Draper has spent much of his career working on how humans interact with complex, high-risk technologies. Alongside Tom Foreman, he also co-created the AI Action Lab to help organizations better understand how AI behaves in real operational settings. 

At the core of his perspective is a fundamental reframing of what AI actually is, and what it is not. 

“If you look at your AI implementation as a technology process, it will always fail. There’s no way around that.” 

Rather than viewing AI as a traditional automation tool, Draper argues it operates in a completely different category. 

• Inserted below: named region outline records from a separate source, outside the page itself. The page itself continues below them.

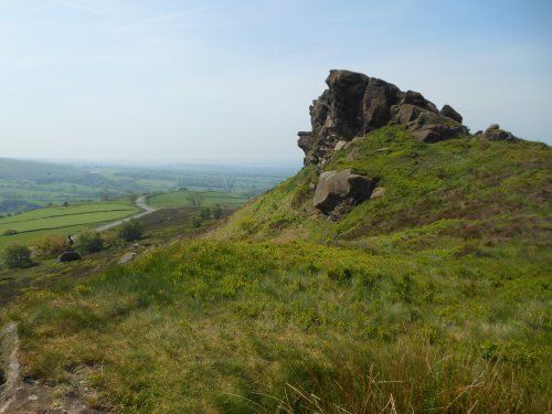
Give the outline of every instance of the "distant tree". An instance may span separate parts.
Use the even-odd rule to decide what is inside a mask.
[[[202,206],[200,209],[200,215],[201,215],[201,219],[203,220],[209,220],[211,219],[211,209],[208,208],[206,205],[205,206]]]
[[[4,264],[9,268],[25,268],[32,266],[31,251],[19,243],[10,244],[4,251]]]
[[[128,201],[134,202],[138,198],[138,194],[135,193],[132,190],[127,190],[125,191],[125,197],[127,198]]]
[[[99,192],[99,197],[102,198],[102,200],[109,200],[109,190],[108,189],[103,189]]]
[[[199,214],[193,214],[192,215],[192,225],[198,229],[198,227],[201,227],[201,225],[203,224],[203,219],[201,219],[201,215]]]
[[[70,248],[67,238],[61,234],[50,234],[32,243],[33,257],[54,258]]]
[[[74,247],[81,254],[96,253],[104,248],[104,242],[98,232],[88,230],[78,234]]]
[[[203,195],[199,192],[192,192],[188,195],[188,201],[190,201],[190,204],[192,204],[194,209],[199,209],[203,203]]]
[[[121,224],[117,230],[117,236],[125,242],[140,240],[144,233],[144,226],[138,220],[129,220]]]
[[[221,208],[221,204],[215,204],[214,208],[213,208],[213,217],[215,219],[220,219],[222,217],[222,208]]]

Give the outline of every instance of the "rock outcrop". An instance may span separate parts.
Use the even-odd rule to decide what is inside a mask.
[[[368,200],[378,179],[353,173],[352,170],[325,171],[318,179],[312,205],[325,214],[337,217]]]
[[[82,258],[81,255],[76,252],[63,252],[60,255],[60,257],[57,257],[57,261],[65,263],[65,262],[79,261],[81,258]]]
[[[500,129],[498,124],[491,124],[482,134],[485,139],[489,141],[519,141],[520,138],[516,137],[512,132]]]
[[[468,134],[449,105],[440,112],[417,92],[350,71],[330,71],[328,89],[310,106],[311,131],[298,132],[305,164],[323,164],[339,141],[350,141],[390,123],[404,124],[424,142]],[[341,147],[342,148],[342,147]]]

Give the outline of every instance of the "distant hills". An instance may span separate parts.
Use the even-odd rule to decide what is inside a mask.
[[[99,200],[191,188],[257,195],[296,171],[221,166],[62,164],[0,158],[0,214],[65,201]]]

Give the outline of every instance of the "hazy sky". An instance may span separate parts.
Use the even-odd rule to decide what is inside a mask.
[[[552,144],[550,0],[0,0],[0,156],[300,162],[331,68]]]

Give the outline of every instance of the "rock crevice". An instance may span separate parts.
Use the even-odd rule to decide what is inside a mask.
[[[299,132],[305,164],[323,164],[340,140],[350,141],[390,123],[404,124],[424,142],[468,134],[461,115],[449,105],[440,112],[418,92],[350,71],[330,71],[328,88],[312,102],[312,130]]]

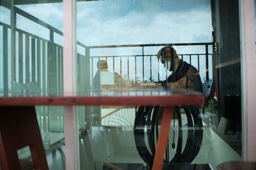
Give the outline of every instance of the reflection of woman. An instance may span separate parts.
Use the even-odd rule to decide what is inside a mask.
[[[189,89],[202,92],[202,81],[198,70],[192,65],[180,60],[176,50],[172,46],[167,46],[161,49],[157,53],[157,59],[172,71],[167,78],[173,89]],[[166,85],[166,80],[162,82]]]
[[[93,78],[93,89],[95,90],[100,90],[100,71],[109,71],[108,70],[108,62],[106,60],[101,60],[97,63],[98,70]],[[124,84],[125,81],[119,74],[115,73],[115,83]]]
[[[93,78],[93,89],[99,90],[100,89],[100,71],[108,71],[107,61],[103,60],[98,61],[97,68],[98,70]]]
[[[202,91],[202,82],[198,71],[193,66],[179,59],[176,51],[170,46],[163,48],[157,53],[158,59],[172,74],[166,80],[162,81],[162,85],[166,85],[170,83],[172,89],[190,89]],[[169,84],[168,84],[169,86]],[[183,108],[187,120],[185,122],[181,118],[180,108]],[[191,162],[199,152],[202,140],[202,120],[198,117],[199,110],[196,106],[175,107],[175,113],[179,127],[178,133],[175,132],[171,140],[172,148],[174,155],[169,158],[169,147],[166,149],[164,162],[168,168],[173,169],[187,169],[189,164],[173,164],[174,162]],[[138,152],[142,159],[152,167],[156,152],[156,143],[155,139],[158,139],[159,121],[161,119],[163,108],[161,106],[140,106],[139,107],[134,120],[134,138]],[[173,120],[173,122],[177,122]],[[175,126],[175,123],[173,123]],[[187,126],[188,131],[186,143],[182,146],[182,127]],[[145,128],[147,127],[147,128]],[[145,132],[145,129],[146,132]],[[147,134],[147,135],[146,135]],[[175,140],[175,135],[177,140]],[[145,137],[147,137],[146,138]],[[170,141],[169,141],[170,142]],[[146,144],[146,143],[147,144]],[[182,150],[182,148],[184,148]]]

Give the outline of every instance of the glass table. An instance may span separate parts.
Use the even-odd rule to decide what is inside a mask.
[[[174,106],[204,104],[202,94],[187,90],[139,90],[79,94],[1,94],[0,163],[3,169],[20,169],[17,150],[29,146],[35,169],[48,169],[35,106],[160,105],[164,108],[152,169],[161,169]],[[68,152],[68,150],[66,152]]]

“AI is not… like video conferencing. It’s a tool much more like YouTube.” 

That distinction matters because AI does not simply execute predefined instructions. It interprets inputs and generates outputs based on probability. 

“Every AI tool… keeps continually generating synthetic information.” 

This introduces a level of uncertainty that manufacturers are not always prepared for. 

“AI is an ultra-hazardous technology. If I have a small change in hazard, I have potentially exponential impact consequences.” 

One of the most common mistakes, Draper says, is assuming AI can be layered onto existing processes to improve efficiency. 

“AI as a tool that is just going to speed up the process that stays the same is never going to return for you.” 

In some cases, that approach can amplify existing problems. 

“With AI, you can go bankrupt faster than ever before.” 

This is especially true when organizations deploy AI agents without fully understanding how they function or how closely they need to be monitored. 

A key issue, Draper explains, is that many organizations misunderstand the role of AI within a system. Rather than replacing human decision-making, AI should be seen as augmenting it. 

That means the success of AI depends heavily on where and how humans are positioned within the process. 

“If you put the human in the wrong place, you’re going to have significant, serious issues.” 

For manufacturers, the takeaway is that AI is not simply a technology investment. It is a shift in how decisions are made, how systems operate and how humans interact with those systems. 

“It will always be something that is amplifying, accelerating the human.” 

As adoption continues, companies that recognize that reality, and design systems around it, will be better positioned to avoid the hidden risks that come with AI implementation.